A verified bug fix with:
- Root cause documentation
- Regression test
- Minimal code change
- Passing quality checks

Overview

This skill guides developers through a disciplined bug investigation and fix workflow with root cause analysis, verification, and regression prevention. It focuses on Go projects and emphasizes reproducible tests, minimal fixes, and quality checks to prevent regressions.
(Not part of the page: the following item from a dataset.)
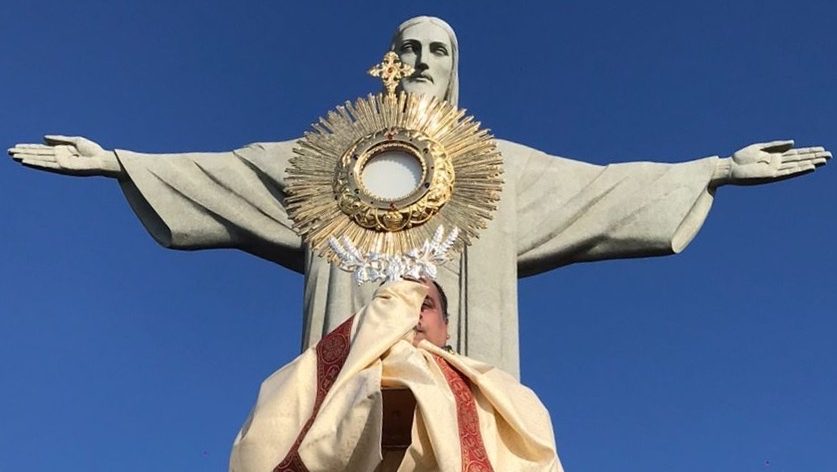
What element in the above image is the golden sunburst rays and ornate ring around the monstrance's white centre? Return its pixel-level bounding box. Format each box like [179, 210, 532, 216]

The outcome is a verified bug fix with documentation and tests.

How this skill works

It starts by collecting symptoms, reproduction steps, frequency, and impact, then creates a minimal reproducible test demonstrating the failure. The workflow traces the code path, checks common causes (nil pointers, races, resource leaks, incorrect error handling, context issues), and applies a minimal, focused fix. After implementing the fix, you add a regression test, run formatting/linting and race-detection tests, and document the root cause and commit message.

When to use it

When a bug report includes unexpected behavior or crashes in a Go service
When you can reproduce the failure or gather logs/traces to reproduce
When a change requires root cause analysis before broad refactoring
When intermittent or race-like failures occur and need systematic diagnosis

Best practices

Write a minimal reproduction test before coding the fix (TDD)
Document root cause, location, why it happened, and the planned fix before changing code
Make the fix minimal and focused; avoid unrelated refactors in the same change
Add regression tests that capture the specific conditions that triggered the bug
Run go test -race and CI checks; include linting and formatting steps

Example use cases

Fix a nil pointer panic by adding defensive nil checks and a test that reproduces the panic
Resolve an intermittent race by protecting shared state with a mutex and adding a deterministic regression test
Address a hang caused by context cancellation not being respected and add tests that simulate ctx.Done()
Patch incorrect error handling where errors were dropped, add propagation, and include a test asserting the propagated error

FAQ

What if I can't reproduce the bug locally?

Gather logs, traces, and exact inputs; try to create a minimal environment that mimics production conditions or add instrumentation to capture state when the bug occurs.

How large should the fix be?

Keep changes minimal and focused on the root cause. Avoid unrelated refactors in the same commit; add defensive checks or locking patterns only where necessary and justify them in the commit message.